Distilling the '60s
Reviewed October 2007
By Buffalo Killers
Alive Records: 2006
To hear sound clips or learn more about this release, Turbula recommends viewing its Amazon.com entry.
What if punk and new wave, alt and grunge had never happened in rock history? What if the dominant influences remained the Beatles, Dylan and the Rolling Stones?
Would all young rock bands sound like Cincinnati's Buffalo Killers?
Like other young retro bands and artists such as Back Door Slam, Derek Trucks or San Diego's Dirty Sweet, the Buffalo Killers look back to the sounds of the late '60s through early '80s for the inspiration to their debut album.
Lots of fuzzed-out guitars, straight-ahead bass and drums, two- and three-part vocal harmonies, all tackling simple but beautiful melodies.
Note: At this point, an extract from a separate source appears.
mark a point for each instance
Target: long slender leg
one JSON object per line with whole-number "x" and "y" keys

And on the second track, "S.S. Nowhere," the band sounds like nothing so much as Revolver-era Beatles the song could almost be an outtake from the "Revolver" sessions. The next song, "Heavens You Are," is a dead ringer for post-Beatles solo John Lennon, followed by a Stones-tinged cut in "The Path Before Me" and a James Gang/Doobie Brothers groove on "River Water."
If the band has yet to find its own voice, has yet to distill all the above influences into something new and distinctive, the trio of brothers Andrew (vocals and guitar) and Zachary Gabbard (bass and vocals) and Joseph Sabaali (drums, piano) plays with such confidence and talent that this remains a wonderfully listenable outing.
Review by Jim Trageser. Jim is a writer and editor living in Escondido, Calif., and was a contributor to the "Grove Press Guide to Blues on CD" (1993) and "The Routledge Encyclopedia of the Blues" (2005).